八王子町田町遊廓は東京府八王子市田町(たまち)にあつて、八王子駅西北八丁位の地点にあつて自動車なら五十銭電車なら高尾行市電で郵便局前に下車、西へ約四丁位ある賃六銭明治初年には甲州街道にある宿場であつて、飯盛女が娼妓の様な役を演じて居つたのであるが、明治卅年頃八王子の大火に見舞はれ見る影もない姿になつた。それ以後八王子の発展が止まつたと言はれて居る。此大災の後に現在の土地に集つて遊廓を成した物である。
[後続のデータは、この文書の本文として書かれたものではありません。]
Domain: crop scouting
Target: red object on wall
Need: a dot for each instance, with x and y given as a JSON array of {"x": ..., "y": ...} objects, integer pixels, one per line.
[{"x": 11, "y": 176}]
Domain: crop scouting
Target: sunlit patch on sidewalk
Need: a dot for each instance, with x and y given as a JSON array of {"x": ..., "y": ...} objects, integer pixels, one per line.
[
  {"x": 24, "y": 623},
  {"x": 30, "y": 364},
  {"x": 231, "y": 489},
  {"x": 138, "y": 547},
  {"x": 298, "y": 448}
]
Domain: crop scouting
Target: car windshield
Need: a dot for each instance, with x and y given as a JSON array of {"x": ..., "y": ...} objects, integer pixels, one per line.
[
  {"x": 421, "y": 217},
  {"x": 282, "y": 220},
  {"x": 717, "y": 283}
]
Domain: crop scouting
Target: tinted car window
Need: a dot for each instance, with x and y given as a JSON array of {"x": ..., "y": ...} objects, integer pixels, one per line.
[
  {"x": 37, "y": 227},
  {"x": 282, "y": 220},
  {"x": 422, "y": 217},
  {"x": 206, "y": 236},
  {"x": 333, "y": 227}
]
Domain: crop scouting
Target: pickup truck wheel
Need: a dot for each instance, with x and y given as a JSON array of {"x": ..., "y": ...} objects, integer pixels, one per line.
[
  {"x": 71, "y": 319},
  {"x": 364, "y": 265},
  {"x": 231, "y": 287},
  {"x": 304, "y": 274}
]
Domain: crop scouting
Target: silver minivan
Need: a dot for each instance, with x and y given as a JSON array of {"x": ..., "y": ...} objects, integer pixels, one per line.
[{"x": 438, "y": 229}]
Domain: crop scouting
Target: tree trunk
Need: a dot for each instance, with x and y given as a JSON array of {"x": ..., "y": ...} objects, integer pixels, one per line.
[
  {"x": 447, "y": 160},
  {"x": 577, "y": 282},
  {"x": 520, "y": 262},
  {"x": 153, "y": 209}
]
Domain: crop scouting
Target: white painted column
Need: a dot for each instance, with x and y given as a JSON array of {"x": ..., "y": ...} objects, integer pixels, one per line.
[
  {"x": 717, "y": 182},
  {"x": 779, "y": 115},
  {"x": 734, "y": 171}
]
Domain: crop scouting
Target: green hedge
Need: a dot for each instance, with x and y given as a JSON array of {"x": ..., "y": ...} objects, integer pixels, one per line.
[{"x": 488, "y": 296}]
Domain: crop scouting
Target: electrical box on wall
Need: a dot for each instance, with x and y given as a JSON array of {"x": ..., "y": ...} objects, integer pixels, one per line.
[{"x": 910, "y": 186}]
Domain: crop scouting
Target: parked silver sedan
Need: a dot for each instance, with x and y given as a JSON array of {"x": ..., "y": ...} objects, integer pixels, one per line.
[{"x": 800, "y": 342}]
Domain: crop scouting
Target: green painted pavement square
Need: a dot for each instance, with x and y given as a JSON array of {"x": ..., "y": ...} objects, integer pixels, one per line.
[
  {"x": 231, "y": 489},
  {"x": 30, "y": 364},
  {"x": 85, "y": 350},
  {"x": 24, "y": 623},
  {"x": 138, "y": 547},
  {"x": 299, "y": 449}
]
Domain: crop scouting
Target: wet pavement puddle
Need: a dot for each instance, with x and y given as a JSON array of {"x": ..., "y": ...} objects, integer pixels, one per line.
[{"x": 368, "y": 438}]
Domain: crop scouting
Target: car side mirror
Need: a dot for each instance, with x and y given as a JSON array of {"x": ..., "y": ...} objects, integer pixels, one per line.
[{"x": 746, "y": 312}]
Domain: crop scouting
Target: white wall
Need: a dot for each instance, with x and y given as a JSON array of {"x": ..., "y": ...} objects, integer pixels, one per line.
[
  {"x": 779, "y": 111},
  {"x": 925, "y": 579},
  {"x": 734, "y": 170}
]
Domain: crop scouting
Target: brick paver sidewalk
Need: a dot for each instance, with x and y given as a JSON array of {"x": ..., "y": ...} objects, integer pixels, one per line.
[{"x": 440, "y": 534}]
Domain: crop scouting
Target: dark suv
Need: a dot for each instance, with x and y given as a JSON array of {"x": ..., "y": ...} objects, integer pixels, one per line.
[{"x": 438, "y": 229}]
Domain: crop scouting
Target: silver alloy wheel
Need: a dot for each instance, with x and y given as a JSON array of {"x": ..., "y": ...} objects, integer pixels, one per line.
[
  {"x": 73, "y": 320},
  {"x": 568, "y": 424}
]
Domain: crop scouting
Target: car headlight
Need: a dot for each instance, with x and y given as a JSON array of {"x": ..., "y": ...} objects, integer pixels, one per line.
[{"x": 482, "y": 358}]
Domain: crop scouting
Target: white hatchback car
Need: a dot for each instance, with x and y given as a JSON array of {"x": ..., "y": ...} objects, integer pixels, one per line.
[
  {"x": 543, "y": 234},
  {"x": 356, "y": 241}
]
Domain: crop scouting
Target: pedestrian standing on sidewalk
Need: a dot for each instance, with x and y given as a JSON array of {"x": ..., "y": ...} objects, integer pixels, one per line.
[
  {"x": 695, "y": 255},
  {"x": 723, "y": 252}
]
現在貸座敷十四軒、娼妓約百人位居つて居稼制で、写真又は陰店を張つて居る。娼妓は東北人も相当居る様であるが、戸籍面では東京人が大部分である様だ。八王子は家々に依つて遊興費の御定りが違で居るので人に依つて高いと言ふ人もあれば安いと言ふ人もある。だが一般平均して見ると甲六円、乙五円見当で酒付が普通定りである。又一時間なら二円位であるし、一泊でも丙は三円、丁は二円五十銭位になつて居る。芸妓も呼べる一時間二本であるから一時間一円二十銭、小は一時間六十銭である。付近には八幡神社、高尾山、城山城址多摩御陵があり東京近郷の最適当のピクニツクの場所である。楼名は大川楼、いろは楼、宏洋楼、丸岡部、今万楼、西多摩楼、益万楼、吉浜楼、但州楼、福万楼、武蔵楼、徳万楼、大桝楼。